Richard Stallman <address@hidden> writes:

> [[[ To any NSA and FBI agents reading my email: please consider    ]]]
> [[[ whether defending the US Constitution against all enemies,     ]]]
> [[[ foreign or domestic, requires you to follow Snowden's example. ]]]
>
>     > Does this mean you turn off display of the image on the overlay when
>     > the text in that region is changed?
>
>     Very much so, yes.  Changing the text in the region would be a pain if
>     you could not see it, and changing it breaks the correspondence between
>     text and image anyway.
>
> I see.
>
> But you keep the overlay in existence -- how come?

Convenience.  preview-latex has a mechanism to run only a region through
LaTeX, so it is possible to regenerate only images in a region.  This
comes with its own shortfalls compared with regenerating the whole
document but is much faster and less disruptive as then only images in
that region flicker as they appear.

When editing a particular equation or other element, reusing its
original boundaries as the region to run through LaTeX is a natural
choice, so the retained overlay preserves those boundaries (and offsets
them visually) for the sake of the commands regenerating a region.

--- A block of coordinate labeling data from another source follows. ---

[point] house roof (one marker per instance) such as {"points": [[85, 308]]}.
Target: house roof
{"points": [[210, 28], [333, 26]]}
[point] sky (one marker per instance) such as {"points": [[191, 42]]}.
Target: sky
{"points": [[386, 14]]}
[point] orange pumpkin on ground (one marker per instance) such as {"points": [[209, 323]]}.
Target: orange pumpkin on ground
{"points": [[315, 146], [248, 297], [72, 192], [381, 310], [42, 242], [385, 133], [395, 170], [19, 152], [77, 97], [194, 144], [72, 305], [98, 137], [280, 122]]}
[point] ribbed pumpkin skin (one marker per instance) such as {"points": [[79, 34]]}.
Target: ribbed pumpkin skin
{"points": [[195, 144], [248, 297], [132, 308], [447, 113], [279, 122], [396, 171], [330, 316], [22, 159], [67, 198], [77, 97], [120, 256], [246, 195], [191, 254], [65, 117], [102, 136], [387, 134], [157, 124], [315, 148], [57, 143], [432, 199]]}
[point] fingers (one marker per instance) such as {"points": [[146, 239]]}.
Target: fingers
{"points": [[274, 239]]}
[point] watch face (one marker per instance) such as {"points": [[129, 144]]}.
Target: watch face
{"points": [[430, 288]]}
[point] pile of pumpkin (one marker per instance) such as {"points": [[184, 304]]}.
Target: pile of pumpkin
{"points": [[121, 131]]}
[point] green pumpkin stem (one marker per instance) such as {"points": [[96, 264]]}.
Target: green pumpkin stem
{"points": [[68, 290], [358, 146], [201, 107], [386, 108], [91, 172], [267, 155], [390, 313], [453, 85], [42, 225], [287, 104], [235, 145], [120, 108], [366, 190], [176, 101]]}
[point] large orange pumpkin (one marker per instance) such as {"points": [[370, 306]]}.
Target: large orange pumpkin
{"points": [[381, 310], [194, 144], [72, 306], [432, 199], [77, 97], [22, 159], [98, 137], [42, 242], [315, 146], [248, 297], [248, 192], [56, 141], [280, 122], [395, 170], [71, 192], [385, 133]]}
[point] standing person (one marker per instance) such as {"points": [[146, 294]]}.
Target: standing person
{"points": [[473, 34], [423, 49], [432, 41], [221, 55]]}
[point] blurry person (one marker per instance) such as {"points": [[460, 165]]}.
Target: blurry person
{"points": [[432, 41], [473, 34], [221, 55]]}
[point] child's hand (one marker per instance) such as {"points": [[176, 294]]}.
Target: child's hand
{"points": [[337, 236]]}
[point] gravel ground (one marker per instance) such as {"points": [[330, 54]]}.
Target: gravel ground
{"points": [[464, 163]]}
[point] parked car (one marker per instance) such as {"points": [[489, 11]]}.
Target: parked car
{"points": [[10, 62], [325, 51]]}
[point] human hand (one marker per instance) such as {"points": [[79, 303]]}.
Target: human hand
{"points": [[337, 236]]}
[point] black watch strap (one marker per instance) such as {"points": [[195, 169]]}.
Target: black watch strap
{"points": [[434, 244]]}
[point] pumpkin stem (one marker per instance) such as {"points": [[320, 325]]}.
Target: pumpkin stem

If you split an equation into two by editing it, "regenerating" the
image will replace the original overlay with two new ones: in fact, even
if the boundaries stay the same, the overlay will get replaced.  It
sticks around only until some new image is generated touching any of the
original region.

If you write, say, word_text instead of word\_text (throwing LaTeX into
inadvertant math mode), the resulting nuisance overlay will need to get
manually removed (with keyboard sequence or mouse click) after
correcting the syntax error since no image will reappear in that area
after the correction.  That tends to be a smaller net distraction than
having to hand-select your regions to regenerate in the common case.